İsviçre çok ciddi bir şekilde bu kültür varlıklarıyla ilgili yasa dışı ticaretiyle ilgili mücadele etmek istiyor. İşte bu açıdan bazı kültürel varlıkların ithalinin yasak olup olmadığına dair bazı koşulları düzenliyoruz. Yasa dışı olarak ithal edilen bu kültürel varlıkları konu alıyoruz. Sayın Bakan ile birlikte biraz önce gerçekleştirdiğimiz konuşma ile birlikte gerçekten bu konuların çok önemli olduğunu ifade etmek isterim.
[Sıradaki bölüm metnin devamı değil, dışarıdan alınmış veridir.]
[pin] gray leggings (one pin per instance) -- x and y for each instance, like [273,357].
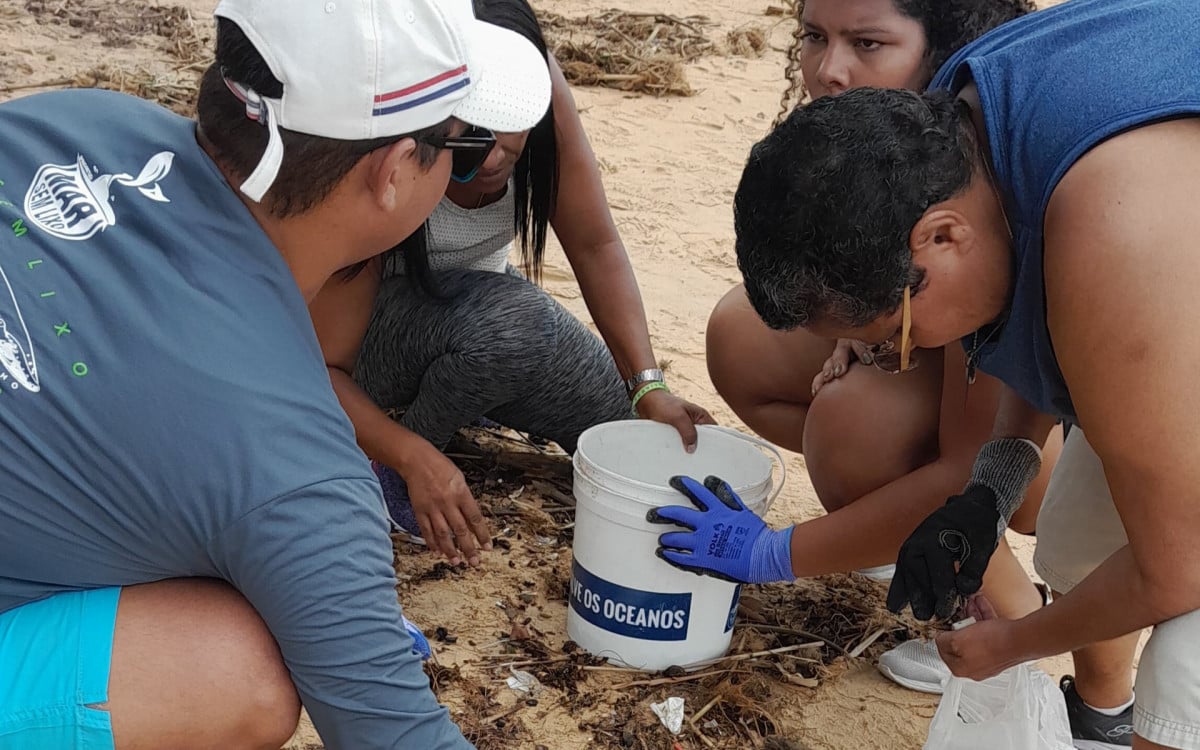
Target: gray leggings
[497,347]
Bu tabii ki, dediğimiz gibi yasa dışı olup olmadığına bakıyoruz ithal edilen varlıkların.
Aynı zamanda iş birliğimizden bahsediyoruz özellikle kültürel varlıkların korunmasıyla ilgili olarak. Bildiğimiz gibi, kültürel varlıkların korunması için bazı önleyici uygulamalar da gerekiyor. İşte o yüzden, İsviçre her sene bazı projeleri teşvik ediyor ve desteklerini sunuyor. Buradaki bu projeler bir yandan kültürel varlıkların korunmasına yönelik ve ayrıca onlara artı bir koruma sağlanıyor ki yasa dışı bir şekilde bu tür paylaşımlar yapılmasın. İkili anlaşmanın imzalanmasıyla birlikte Türkiye Cumhuriyeti, İsviçre tarafından öncelikli bir ülke olarak da görülecek. Özellikle maddi açıdan sağladığımız paylaşımlarla ilgili olarak gerçekten bu tür projeleri gerçekleştirmemiz çok önemli.
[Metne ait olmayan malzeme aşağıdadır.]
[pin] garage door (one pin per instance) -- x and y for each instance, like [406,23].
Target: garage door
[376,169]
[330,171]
Bitirmeden önce şunu söylemek isterim: Bu çok önemli anlaşmanın imzalanması bizim için çok önemli hem iki ülke açısından hem de bütün dünyanın kültürel varlıkları açısından.”
ERSOY: TÜRKİYE İLE İSVİÇRE ARASINDA 2007 YILINDA BAŞLAYAN İLK GÖRÜŞMELER, YENİDEN BAŞLAYAN MÜZAKERELERE SAHNE OLUYOR
Berset`ten sonra söz alan Ersoy ise şöyle konuştu:
“Türkiye, UNESCO`nun kültür alanındaki anlaşmalarından beşine taraf ve böylelikle de dünya miras listesine alanlarımızın kaydedilmesi, bu alanların korunması, somut olmayan kültürel mirasımızın listelenmesi ve devamının teşvik edilmesi, sanatsal ifadelerin çeşitliliğinin garanti altına alınması, silahlı çatışma durumunda kültür varlıklarının korunması gibi alanlarda, uluslararası normları takip etmek ve bunlara katkıda bulunmak şansına sahip bir ülkedir.
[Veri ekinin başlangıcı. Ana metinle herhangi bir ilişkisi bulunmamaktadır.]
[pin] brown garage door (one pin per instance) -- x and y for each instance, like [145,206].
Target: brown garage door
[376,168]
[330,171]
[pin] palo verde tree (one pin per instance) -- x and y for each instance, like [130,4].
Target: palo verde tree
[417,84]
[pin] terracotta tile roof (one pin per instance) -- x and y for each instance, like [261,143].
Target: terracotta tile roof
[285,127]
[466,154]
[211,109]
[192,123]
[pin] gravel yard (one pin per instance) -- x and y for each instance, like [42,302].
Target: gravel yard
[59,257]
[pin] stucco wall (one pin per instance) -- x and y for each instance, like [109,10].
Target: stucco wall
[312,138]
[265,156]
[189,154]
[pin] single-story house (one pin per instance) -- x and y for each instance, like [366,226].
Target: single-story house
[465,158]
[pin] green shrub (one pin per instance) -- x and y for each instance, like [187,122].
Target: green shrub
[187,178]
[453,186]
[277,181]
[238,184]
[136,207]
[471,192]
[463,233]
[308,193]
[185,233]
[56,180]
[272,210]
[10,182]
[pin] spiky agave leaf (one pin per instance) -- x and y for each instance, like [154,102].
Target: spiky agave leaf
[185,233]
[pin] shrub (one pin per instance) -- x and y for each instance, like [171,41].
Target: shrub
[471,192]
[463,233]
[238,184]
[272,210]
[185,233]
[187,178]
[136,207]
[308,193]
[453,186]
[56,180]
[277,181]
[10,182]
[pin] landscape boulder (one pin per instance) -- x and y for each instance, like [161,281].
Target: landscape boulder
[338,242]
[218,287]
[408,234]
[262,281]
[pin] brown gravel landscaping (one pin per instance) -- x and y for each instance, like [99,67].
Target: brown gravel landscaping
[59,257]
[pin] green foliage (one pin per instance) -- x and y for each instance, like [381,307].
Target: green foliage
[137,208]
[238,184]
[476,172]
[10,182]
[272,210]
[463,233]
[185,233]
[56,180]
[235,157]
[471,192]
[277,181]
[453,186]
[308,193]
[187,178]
Bu anlaşmalardan biriyse bugün burada bulunmamıza vesile olan UNESCO 1970 Kültür Varlıklarının Yasadışı İthal, İhraç ve Mülkiyet Transferinin Önlenmesi İçin Alınacak Tedbirlere İlişkin Sözleşme`dir.
İsviçre 2003 yılında taraf olduğu bu sözleşmeyi ikili anlaşmalar yoluyla pratik ve hukuki uygulamaya geçiren bir sistem benimsedi. Türkiye ile İsviçre arasında 2007 yılında başlayan ilk görüşmeler, dönem dönem yeniden başlayan müzakerelere sahne oluyor.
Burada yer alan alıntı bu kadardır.